Friday, October 31, 2008

Yah, spider

Ok, I've got my spider spidering around the internet, grabbing text, the title, and links from web pages. These get stored as database records which are searchable by my search engine. Right now I'm getting exceptions when the spider grabs too much text for the DB to handle(and I know how to fix this:truncation) and when the spider runs out of pages to look at(I know how to fix this--secret).

And if you want to taste something good...put canned salmon on a cracker that has havarti spread on it. This is heavenly.

Tuesday, October 28, 2008

eager

I'm eager to get back to programming. I'm gonna work on the web spider for awhile, perfect it. I took the weekend off and just relaxed...well, I did study a bit. I want to work on the recursive algorithm(only recursive in an implicit sense), and make sure the spider can go off on its own to keep looking for pages...so I can fill that database.

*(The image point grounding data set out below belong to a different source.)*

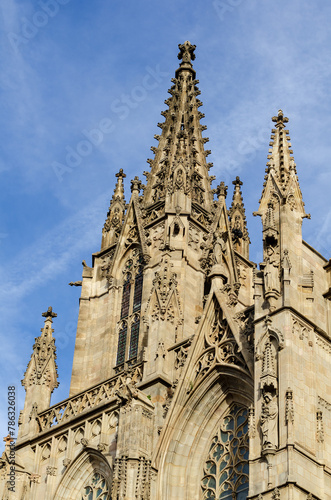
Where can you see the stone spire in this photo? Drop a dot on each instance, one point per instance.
(115, 215)
(281, 181)
(282, 210)
(238, 221)
(40, 378)
(179, 171)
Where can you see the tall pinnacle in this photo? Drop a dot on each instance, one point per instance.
(281, 182)
(115, 215)
(42, 369)
(238, 222)
(179, 171)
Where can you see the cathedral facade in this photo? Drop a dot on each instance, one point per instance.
(197, 374)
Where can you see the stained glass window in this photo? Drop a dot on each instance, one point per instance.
(138, 288)
(134, 337)
(226, 468)
(126, 296)
(97, 489)
(122, 334)
(130, 308)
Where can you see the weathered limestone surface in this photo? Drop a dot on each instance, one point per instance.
(197, 374)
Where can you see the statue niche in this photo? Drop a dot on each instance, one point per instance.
(269, 389)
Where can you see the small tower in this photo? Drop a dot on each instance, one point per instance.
(281, 210)
(115, 216)
(40, 378)
(238, 223)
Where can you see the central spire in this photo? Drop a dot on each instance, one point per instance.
(179, 171)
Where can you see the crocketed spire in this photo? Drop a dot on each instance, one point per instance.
(179, 170)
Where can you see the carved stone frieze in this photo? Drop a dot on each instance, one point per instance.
(164, 298)
(194, 238)
(169, 395)
(319, 427)
(220, 347)
(51, 471)
(251, 422)
(143, 486)
(121, 386)
(289, 407)
(300, 330)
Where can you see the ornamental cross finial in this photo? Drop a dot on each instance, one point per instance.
(120, 174)
(49, 313)
(280, 119)
(237, 182)
(221, 190)
(136, 184)
(186, 52)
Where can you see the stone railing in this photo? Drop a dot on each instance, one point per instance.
(85, 401)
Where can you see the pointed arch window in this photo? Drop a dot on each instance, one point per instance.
(226, 468)
(129, 325)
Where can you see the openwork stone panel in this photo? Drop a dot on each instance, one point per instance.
(96, 489)
(226, 467)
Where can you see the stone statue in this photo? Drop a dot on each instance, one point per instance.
(271, 278)
(268, 421)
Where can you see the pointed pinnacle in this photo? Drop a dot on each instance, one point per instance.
(186, 52)
(136, 184)
(237, 181)
(221, 190)
(49, 314)
(280, 119)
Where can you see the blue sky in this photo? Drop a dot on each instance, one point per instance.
(70, 67)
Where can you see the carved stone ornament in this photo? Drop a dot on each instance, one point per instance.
(220, 347)
(51, 471)
(35, 478)
(289, 409)
(164, 295)
(320, 427)
(269, 422)
(276, 494)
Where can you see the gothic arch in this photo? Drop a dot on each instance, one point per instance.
(87, 463)
(186, 445)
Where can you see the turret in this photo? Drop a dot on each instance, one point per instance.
(115, 216)
(40, 378)
(179, 171)
(238, 223)
(281, 210)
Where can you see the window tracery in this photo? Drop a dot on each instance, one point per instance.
(96, 489)
(226, 468)
(129, 325)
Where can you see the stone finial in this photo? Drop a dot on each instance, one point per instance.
(49, 314)
(238, 221)
(42, 369)
(115, 215)
(136, 184)
(186, 52)
(280, 119)
(221, 190)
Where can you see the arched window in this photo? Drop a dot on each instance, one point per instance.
(129, 325)
(96, 489)
(226, 467)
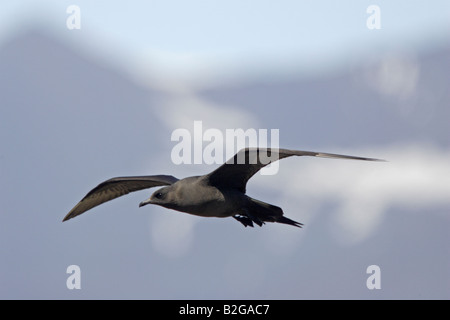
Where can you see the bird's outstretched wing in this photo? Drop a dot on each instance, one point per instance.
(238, 170)
(116, 187)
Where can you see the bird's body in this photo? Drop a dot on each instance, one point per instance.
(221, 193)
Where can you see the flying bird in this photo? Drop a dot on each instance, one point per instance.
(220, 193)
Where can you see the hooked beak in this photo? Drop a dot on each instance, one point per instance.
(145, 202)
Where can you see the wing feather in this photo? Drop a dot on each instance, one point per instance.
(117, 187)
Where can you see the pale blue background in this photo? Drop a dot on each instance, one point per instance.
(80, 106)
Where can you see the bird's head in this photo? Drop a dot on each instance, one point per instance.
(161, 197)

Saturday, October 25, 2008

Errors

Once again I am studying error handling. I can't say it's the most interesting topic in the world.
I'm coming up with a definite hierarchy of values to rank URLs for inclusion in results lists.

Friday, October 24, 2008

Not back to the spider yet

What I'm working on tonight is how to rank my results while finding them in the db. Basically, the number of terms found in a result gives a higher rank. Then I plan to sort an array depending on rank for display purposes.

I was just reflecting the other day that there is an AI component to my search machine.

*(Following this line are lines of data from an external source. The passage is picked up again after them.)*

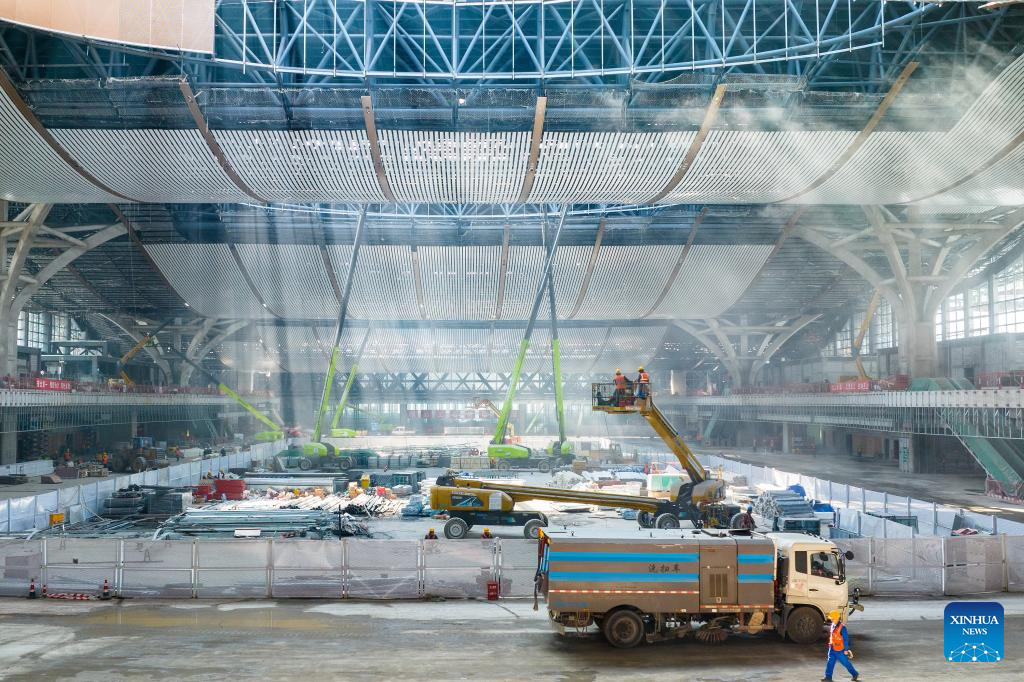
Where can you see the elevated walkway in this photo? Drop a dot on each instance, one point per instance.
(1003, 459)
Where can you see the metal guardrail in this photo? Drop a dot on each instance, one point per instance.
(329, 568)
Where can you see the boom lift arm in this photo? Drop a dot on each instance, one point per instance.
(142, 343)
(348, 384)
(702, 488)
(485, 402)
(276, 431)
(862, 332)
(316, 446)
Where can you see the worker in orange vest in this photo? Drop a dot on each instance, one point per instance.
(643, 384)
(620, 393)
(839, 648)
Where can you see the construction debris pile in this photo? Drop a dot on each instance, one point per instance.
(363, 504)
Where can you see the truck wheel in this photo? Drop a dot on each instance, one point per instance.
(456, 528)
(666, 520)
(805, 626)
(531, 529)
(623, 629)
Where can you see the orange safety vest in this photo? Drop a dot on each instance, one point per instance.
(836, 637)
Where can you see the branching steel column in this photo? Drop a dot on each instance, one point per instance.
(342, 313)
(503, 419)
(556, 360)
(351, 379)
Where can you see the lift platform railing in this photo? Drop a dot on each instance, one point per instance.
(607, 397)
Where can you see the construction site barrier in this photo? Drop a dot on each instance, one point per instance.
(419, 568)
(79, 503)
(929, 518)
(280, 568)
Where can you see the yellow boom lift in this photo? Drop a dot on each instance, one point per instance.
(471, 501)
(142, 343)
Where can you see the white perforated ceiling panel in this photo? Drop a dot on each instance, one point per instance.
(292, 279)
(935, 161)
(460, 283)
(606, 166)
(745, 167)
(303, 166)
(455, 167)
(525, 265)
(384, 286)
(32, 171)
(712, 279)
(629, 348)
(208, 279)
(884, 170)
(157, 166)
(627, 281)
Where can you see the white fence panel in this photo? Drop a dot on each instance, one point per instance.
(383, 569)
(20, 561)
(157, 568)
(304, 568)
(974, 564)
(232, 568)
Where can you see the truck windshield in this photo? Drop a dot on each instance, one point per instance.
(824, 564)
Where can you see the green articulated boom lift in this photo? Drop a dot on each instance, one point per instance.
(274, 431)
(316, 448)
(507, 455)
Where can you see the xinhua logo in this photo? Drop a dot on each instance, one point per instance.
(974, 632)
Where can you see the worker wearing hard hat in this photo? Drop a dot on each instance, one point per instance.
(621, 384)
(643, 384)
(839, 647)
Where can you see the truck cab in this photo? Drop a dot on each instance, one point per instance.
(811, 574)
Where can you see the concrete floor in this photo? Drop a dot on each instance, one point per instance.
(967, 492)
(340, 640)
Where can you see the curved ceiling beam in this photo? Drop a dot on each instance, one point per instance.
(31, 118)
(594, 254)
(691, 154)
(66, 258)
(679, 263)
(862, 136)
(535, 150)
(375, 147)
(137, 242)
(212, 143)
(249, 281)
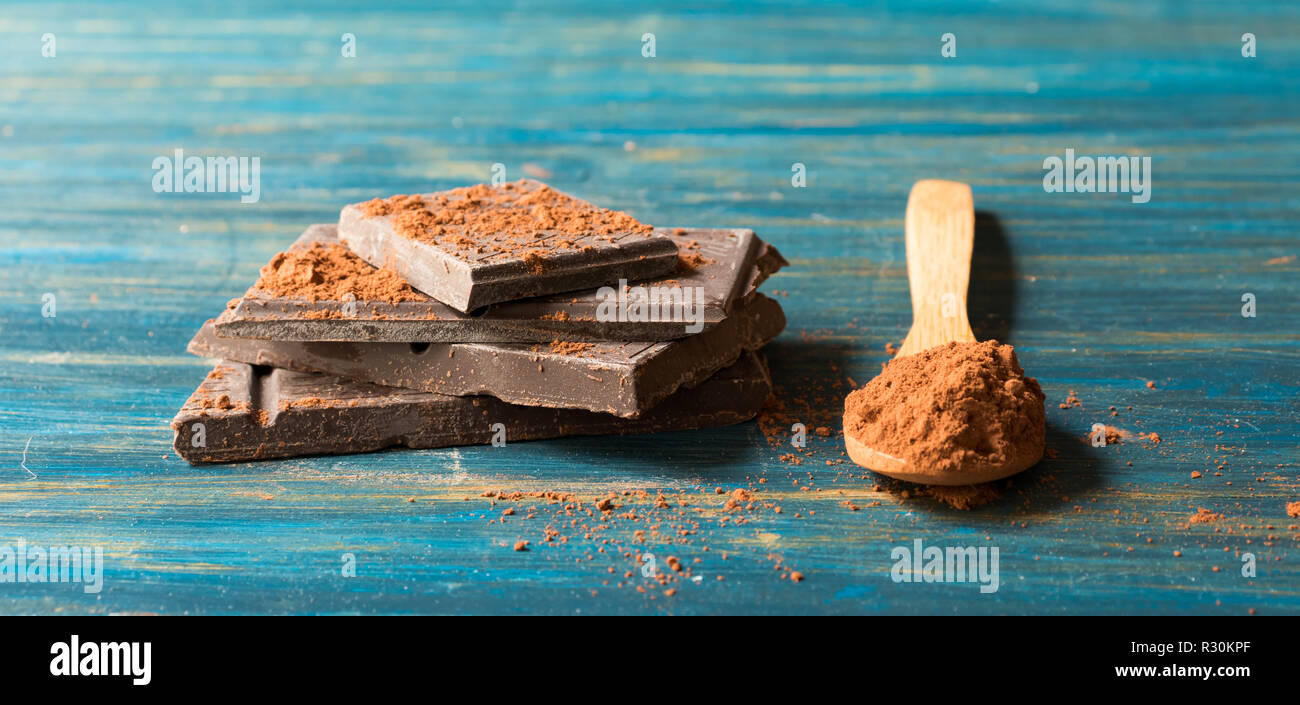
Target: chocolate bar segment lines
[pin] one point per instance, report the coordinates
(245, 412)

Wednesday, October 22, 2008

Back to the spider

It's almost time to go back to my spider that I created and make it self sufficient. I need to start populating my search db bigtime. I feel a little nervous because I haven't worked on that part of the project for a while. For the search engine part I am close to having a nice prototype. The last code I entered was:

if(!found)
{
row[i]=term2;
row[i-1]=1;
}
toboAdapter.Update(toboTable);

Tuesday, October 21, 2008

Ok got it

I figured out that I needed to have a primary key for my database--now I can change entries.
Got a little further today, working on the parsing of the search string. Deciding whether to use an array of strings or not.

Sunday, October 19, 2008

DataTable woes

For some reason I am unable to update a DataTable.

I've got a foreach(DataRow row in dataTable.Rows)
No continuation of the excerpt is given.